October 9, 2019
Overfishing has been a concern for many decades. One potential solution to this concern has been the use of Territorial Use Rights for Fisheries (TURF), which separate fisheries into small, self-managed areas. Most academic research on the topic examines the behavior and effects of individual TURFs, but less has been done on the effects that neighboring TURFs have on each other.
This study examines the effect of separating fisheries into TURFs. Through hands-on experiments, we show how these fishing territorial use rights interact on poaching, fishery incomes, and the fishery’s sustainability. Specifically, it focuses on the differences between self-managed fisheries and fisheries managed by third-parties. The study compares management systems when fisheries are consolidated, meaning that the entire fishery is managed by six owners and also when fisheries are divided, meaning that the six owners are split into three separate sub-fisheries.
Self-managed fisheries can improve some outcomes
- Incomes are 23% higher on average in self-managed fisheries than in outside-managed fisheries.
- Self-managing groups choose higher levels of surveillance, which decreases overfishing and illegal activity.
Self-managed fisheries can worsen some outcomes when divided
- Groups that are too small can have worse outcomes than larger fisheries.
- Incomes are 37% lower on average in divided fisheries than in united fisheries because of poaching between the fisheries.
- Divided fisheries select higher legal harvest limits, resulting in overfishing.
This suggests that group dynamics and biases affect the efficiency and sustainability of TURFs.
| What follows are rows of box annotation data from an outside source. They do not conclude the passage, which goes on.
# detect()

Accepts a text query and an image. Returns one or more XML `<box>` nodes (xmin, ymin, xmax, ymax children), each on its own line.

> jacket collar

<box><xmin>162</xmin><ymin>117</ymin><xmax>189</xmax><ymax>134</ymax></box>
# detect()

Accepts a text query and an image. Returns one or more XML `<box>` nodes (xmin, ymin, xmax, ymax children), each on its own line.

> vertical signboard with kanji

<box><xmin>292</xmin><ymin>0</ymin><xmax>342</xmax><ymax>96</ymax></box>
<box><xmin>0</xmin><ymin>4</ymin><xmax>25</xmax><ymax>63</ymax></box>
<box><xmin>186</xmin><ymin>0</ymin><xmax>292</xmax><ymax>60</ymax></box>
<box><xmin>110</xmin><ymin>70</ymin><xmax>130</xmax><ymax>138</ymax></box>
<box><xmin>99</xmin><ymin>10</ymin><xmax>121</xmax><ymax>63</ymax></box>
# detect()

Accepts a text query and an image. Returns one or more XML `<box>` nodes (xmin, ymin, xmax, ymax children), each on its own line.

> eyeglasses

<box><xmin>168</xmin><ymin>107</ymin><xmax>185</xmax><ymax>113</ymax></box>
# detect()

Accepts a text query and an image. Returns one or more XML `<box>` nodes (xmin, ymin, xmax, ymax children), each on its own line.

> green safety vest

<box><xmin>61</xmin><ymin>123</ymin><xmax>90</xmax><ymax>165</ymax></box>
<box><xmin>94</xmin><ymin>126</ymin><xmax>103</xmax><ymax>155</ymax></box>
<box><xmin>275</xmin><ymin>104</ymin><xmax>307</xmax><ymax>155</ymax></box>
Importantly, the negative externalities of dividing fisheries can reduce and even eliminate the benefits of self-management in two ways. First, fishery management by many small groups may be less effective than fewer larger groups because group divisions encourage inter-group conflict. Second, fishery management in the experiment and in policy may not have been set at the appropriate scale for effective cooperation between the TURFs.
Fisheries are difficult resources to manage, but TURFs represent one policy option to address overfishing. The size of the divided fisheries has significant effects on the programs that can outweigh the benefits of self-management. In light of this, policymakers should consider these dynamics when designing and implementing fishery management reforms.